In this example AI model 1 118 produces predicted satisfaction 1 120 at time 114. The system, using that predicted satisfaction 1 120, may identify that there is a high chance that, if the experience continues along its current path, that the human will ultimately end up with a negative satisfaction of the experience. To remedy this, the system can generate alternative actions 204 based on that predicted satisfaction 1 120. The human, or other humans associated with the experience, can implement those suggestions or continue along the original experience path. Likewise, the illustrated second predicted satisfaction 128 can be used to generate alternative actions 206, and the third predicted satisfaction 134 can be used to generate alternative actions 208. The suggested alternative actions 204, 206, 208 can, depending on the predicted satisfaction used to generate the alternative actions, be the same in each instance. However, in practice the suggested alternative actions 204, 206, 208 will vary in each instance based not only on the associated predicted satisfaction 120, 128, 134, but also the point in time 114, 122, 130 where the AI models 118, 126, 134 are executed.
In some configurations, the second artificial intelligence model can require more computing power than the first artificial intelligence model, whereas in other configurations the second artificial intelligence model can require less computing power than the first artificial intelligence model.

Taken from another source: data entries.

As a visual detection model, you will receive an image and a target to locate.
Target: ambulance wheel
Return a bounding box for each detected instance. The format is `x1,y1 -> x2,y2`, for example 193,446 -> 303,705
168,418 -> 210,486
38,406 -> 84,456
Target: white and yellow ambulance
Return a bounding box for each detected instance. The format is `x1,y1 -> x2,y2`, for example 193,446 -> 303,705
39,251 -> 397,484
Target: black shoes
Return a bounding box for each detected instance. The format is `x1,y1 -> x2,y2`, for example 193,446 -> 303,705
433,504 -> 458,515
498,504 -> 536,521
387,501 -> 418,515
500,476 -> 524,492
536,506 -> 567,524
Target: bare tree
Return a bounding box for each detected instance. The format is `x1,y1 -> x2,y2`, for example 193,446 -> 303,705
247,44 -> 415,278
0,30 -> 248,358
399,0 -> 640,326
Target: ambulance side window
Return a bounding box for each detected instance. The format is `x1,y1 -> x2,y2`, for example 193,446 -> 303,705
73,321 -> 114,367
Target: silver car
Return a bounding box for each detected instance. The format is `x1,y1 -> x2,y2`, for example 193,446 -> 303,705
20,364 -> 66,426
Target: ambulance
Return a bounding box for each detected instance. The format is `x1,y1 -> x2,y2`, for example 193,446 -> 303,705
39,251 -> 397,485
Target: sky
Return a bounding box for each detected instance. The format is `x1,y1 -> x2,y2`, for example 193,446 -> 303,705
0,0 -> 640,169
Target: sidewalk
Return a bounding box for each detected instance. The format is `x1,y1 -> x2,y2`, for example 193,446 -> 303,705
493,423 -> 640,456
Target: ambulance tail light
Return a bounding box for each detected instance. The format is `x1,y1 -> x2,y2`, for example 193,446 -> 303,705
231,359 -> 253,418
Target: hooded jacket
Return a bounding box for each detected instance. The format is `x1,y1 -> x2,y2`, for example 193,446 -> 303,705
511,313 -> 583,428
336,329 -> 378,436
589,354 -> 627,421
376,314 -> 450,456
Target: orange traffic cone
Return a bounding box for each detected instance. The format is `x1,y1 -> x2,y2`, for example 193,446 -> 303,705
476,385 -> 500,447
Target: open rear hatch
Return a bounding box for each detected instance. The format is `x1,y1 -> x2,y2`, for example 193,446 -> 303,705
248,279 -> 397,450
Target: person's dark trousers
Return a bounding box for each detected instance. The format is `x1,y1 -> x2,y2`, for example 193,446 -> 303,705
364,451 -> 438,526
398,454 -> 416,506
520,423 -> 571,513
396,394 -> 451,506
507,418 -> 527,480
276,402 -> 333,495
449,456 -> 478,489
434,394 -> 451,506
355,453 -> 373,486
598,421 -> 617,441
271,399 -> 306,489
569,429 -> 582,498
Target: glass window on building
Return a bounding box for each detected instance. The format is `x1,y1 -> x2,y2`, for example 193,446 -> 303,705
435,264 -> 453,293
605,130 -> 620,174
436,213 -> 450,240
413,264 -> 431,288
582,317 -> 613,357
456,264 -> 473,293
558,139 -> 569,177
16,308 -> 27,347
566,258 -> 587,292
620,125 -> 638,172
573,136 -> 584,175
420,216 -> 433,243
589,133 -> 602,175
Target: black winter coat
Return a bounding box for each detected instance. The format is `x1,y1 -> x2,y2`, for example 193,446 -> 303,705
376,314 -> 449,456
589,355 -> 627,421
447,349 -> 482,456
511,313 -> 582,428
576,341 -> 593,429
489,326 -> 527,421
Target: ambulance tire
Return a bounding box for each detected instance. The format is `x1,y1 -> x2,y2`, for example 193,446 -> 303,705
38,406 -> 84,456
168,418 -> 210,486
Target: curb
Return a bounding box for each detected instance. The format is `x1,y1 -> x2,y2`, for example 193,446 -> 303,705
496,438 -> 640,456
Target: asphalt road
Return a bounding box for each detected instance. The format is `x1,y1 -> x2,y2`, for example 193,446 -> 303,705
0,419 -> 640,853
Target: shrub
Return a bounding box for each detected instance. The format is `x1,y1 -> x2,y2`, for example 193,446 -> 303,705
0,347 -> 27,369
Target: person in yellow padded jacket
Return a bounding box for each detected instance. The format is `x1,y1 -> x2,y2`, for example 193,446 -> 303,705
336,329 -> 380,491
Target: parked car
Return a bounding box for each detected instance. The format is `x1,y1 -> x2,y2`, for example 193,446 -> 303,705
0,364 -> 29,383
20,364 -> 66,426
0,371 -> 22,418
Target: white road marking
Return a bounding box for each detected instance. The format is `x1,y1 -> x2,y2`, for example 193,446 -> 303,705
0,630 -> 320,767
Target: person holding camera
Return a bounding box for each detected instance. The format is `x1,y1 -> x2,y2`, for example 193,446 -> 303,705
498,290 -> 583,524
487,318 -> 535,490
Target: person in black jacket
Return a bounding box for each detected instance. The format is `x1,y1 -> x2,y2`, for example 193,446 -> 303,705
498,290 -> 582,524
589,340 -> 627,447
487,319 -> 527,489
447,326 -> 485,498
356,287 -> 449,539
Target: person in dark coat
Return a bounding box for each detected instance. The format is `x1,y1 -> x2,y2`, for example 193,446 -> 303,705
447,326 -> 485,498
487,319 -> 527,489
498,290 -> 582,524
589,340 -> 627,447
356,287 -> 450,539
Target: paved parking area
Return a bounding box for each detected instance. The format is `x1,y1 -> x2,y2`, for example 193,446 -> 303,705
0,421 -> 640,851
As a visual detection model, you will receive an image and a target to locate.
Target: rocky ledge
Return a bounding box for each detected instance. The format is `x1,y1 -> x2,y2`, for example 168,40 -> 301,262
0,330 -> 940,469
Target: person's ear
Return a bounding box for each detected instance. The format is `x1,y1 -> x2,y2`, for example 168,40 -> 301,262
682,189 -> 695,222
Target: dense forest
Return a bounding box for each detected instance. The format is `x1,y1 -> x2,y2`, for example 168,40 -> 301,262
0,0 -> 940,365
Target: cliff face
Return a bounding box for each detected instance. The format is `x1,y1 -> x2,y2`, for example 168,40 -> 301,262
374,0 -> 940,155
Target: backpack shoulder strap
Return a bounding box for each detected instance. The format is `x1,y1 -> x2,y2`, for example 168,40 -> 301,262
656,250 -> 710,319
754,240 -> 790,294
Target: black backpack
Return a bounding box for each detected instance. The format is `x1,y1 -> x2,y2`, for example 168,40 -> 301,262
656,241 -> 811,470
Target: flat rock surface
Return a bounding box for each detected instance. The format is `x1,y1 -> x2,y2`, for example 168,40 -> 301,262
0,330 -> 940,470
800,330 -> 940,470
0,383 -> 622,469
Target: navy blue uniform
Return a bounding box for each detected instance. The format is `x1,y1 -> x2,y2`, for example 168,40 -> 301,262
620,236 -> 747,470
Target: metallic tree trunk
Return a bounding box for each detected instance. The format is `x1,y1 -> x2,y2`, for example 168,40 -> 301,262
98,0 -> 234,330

In some configurations, the illustrated method can further include: upon receiving the first satisfaction prediction and before receiving the second data, modifying the experience of the human based upon the first satisfaction prediction. For example, if one or more of the artificial intelligence models predicts that the human is likely to have a negative experience (e.g., a negative satisfaction, adverse outcome, etc.), the system can suggest (to the human or another individual) ways in which the experience can be modified. In other configurations, the system can automatically initiate changes to the experience with the goal of mitigating or eliminating negative outcomes.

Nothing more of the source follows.